There are 63 pages about the background, content and debate about Mendelssohn's Jerusalem, which dispel the story, still found in many books about him that it was written in response to a second challenge for Mendelssohn to convert to Christianity, this time from Joseph II's minister Joseph von Sonnenfels. Mendelssohn himself originally thought that the challenge had come from Sonnenfels, but discovered, when the book was already at the press, that in fact it had been written by a much less important Berlin figure, one August Friedrich Cranz, who had signed the challenge as S*** from Vienna.

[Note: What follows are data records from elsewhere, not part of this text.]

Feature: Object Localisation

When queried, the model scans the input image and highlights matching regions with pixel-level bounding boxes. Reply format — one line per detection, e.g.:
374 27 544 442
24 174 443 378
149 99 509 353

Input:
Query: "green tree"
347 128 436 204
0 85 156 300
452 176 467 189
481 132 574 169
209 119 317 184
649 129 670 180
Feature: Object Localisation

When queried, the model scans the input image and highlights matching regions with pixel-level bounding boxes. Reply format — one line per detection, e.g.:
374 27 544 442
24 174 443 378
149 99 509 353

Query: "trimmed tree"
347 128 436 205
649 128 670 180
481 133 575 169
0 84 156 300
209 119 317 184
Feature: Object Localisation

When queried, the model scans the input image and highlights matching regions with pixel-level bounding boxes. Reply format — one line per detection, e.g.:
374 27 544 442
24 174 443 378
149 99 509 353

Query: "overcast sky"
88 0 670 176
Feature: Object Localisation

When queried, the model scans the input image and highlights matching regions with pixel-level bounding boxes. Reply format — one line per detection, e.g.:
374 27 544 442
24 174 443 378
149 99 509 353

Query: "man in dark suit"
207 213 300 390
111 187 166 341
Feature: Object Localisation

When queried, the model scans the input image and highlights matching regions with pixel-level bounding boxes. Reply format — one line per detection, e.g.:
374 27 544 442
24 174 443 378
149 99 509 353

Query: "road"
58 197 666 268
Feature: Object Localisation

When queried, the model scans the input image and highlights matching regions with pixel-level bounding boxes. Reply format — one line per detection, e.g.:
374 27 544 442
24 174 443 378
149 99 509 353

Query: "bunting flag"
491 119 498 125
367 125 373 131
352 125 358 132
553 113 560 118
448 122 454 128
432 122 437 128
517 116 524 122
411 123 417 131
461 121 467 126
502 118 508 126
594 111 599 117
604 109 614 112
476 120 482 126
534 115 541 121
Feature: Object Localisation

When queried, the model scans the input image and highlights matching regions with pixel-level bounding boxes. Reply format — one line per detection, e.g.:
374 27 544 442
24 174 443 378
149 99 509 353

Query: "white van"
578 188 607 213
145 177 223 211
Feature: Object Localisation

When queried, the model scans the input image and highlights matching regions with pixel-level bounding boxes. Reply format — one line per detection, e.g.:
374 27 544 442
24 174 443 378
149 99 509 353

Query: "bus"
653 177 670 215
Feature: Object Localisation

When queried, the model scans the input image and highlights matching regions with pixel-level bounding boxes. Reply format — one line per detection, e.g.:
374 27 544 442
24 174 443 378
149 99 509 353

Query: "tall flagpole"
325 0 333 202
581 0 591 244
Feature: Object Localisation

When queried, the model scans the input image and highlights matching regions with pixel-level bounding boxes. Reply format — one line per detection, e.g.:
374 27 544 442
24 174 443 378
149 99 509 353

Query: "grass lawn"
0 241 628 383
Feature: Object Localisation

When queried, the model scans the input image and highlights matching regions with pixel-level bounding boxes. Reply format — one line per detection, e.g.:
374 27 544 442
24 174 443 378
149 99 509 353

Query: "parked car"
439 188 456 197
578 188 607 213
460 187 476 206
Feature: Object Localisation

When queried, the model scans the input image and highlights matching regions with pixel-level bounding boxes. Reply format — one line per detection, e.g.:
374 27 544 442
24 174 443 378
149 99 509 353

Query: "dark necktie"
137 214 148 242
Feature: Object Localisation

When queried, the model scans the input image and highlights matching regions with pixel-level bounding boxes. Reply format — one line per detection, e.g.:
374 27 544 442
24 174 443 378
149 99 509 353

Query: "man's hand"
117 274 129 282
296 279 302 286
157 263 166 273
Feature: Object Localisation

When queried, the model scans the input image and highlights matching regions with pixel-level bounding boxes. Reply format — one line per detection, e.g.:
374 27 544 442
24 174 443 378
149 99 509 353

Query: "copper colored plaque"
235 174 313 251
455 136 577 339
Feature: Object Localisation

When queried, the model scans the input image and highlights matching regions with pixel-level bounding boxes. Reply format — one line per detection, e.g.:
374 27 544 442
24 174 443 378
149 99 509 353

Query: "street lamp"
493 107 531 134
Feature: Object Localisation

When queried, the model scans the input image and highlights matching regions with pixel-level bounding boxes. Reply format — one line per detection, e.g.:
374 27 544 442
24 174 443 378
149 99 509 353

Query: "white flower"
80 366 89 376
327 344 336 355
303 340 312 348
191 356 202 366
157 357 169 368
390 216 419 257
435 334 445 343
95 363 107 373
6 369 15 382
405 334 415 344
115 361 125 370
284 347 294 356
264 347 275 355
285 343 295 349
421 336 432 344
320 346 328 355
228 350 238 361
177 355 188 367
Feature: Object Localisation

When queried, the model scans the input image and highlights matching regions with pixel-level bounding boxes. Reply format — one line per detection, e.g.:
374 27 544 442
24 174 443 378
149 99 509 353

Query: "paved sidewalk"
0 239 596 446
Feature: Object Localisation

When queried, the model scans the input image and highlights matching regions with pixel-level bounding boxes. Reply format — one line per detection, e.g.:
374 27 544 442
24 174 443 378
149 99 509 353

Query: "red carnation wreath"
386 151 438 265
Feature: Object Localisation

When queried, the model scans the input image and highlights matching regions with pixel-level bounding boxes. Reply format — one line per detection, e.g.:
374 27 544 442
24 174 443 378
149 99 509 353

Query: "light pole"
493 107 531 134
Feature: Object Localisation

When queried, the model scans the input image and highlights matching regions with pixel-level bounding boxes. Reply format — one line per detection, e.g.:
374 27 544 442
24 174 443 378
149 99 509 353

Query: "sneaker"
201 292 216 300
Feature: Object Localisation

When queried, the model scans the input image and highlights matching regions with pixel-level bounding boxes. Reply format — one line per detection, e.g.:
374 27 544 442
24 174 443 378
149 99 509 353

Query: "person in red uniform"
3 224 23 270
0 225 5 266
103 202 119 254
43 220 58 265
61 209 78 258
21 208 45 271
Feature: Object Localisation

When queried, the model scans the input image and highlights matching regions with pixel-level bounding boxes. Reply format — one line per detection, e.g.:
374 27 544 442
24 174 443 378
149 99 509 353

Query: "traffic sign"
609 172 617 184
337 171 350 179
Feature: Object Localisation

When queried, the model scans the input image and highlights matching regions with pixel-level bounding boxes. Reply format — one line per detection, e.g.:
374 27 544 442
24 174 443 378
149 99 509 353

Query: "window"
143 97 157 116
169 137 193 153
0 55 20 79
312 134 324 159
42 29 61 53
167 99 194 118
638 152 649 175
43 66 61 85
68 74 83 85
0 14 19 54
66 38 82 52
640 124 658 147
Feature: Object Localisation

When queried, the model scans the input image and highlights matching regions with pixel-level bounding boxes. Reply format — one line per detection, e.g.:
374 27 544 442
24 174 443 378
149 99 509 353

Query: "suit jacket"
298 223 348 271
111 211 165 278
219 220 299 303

The most indigestible pages - in my opinion a quite disproportionate 112 of them - are towards the end, and deal with the dispute, during the last three years of Mendelssohn's life, between him and Friedrich Heinrich Jacobi. Jacobi had written to him about a meeting he had had with Mendelssohn's closest friend Gotthold Ephraim Lessing a year before the latter's death in 1781, and that in that meeting Lessing had avowed himself a Spinozist. Mendelssohn was excessively upset to learn that Lessing, with whom he had always had a frank change of ideas (usually agreeing, occasionally disagreeing) should have kept his Spinozism from him, though in retrospect he was not all that surprised. He was now concerned to show, from his own knowledge of Lessing, that, if his avowal was serious - which could not be taken for granted - his Spinozism would not have been the atheism that Jacobi, along with many people at the time, attributed to Spinoza, but was a "purified Spinozism", namely pantheism. He felt driven to explain this and also to define his own position on Spinozism - part respectful but ultimately rejecting - in some chapters of his book, Morgenstunden. The way he and Jacobi handled their contest became increasingly hostile and even to an extent devious; Mendelssohn became increasingly worked up about it, and this was believed by some to have contributed to his death in 1786: on a cold December day he had hurried out without an overcoat to deliver to his publisher a manuscript against Jacobi, caught a chill, and died four days later.

It is striking that the book ends without Altmann attempting a general summary and assessment, not only of Mendelssohn's life but of the enormous effect his life had on the later history of Judaism in Germany and subsequently on Judaism in general.

The book is a mine of information, but I cannot say that I have enjoyed reading it: it is far too dense. However, it would be churlish to give a work of such scholarship fewer than the five stars which, rather reluctantly, I do.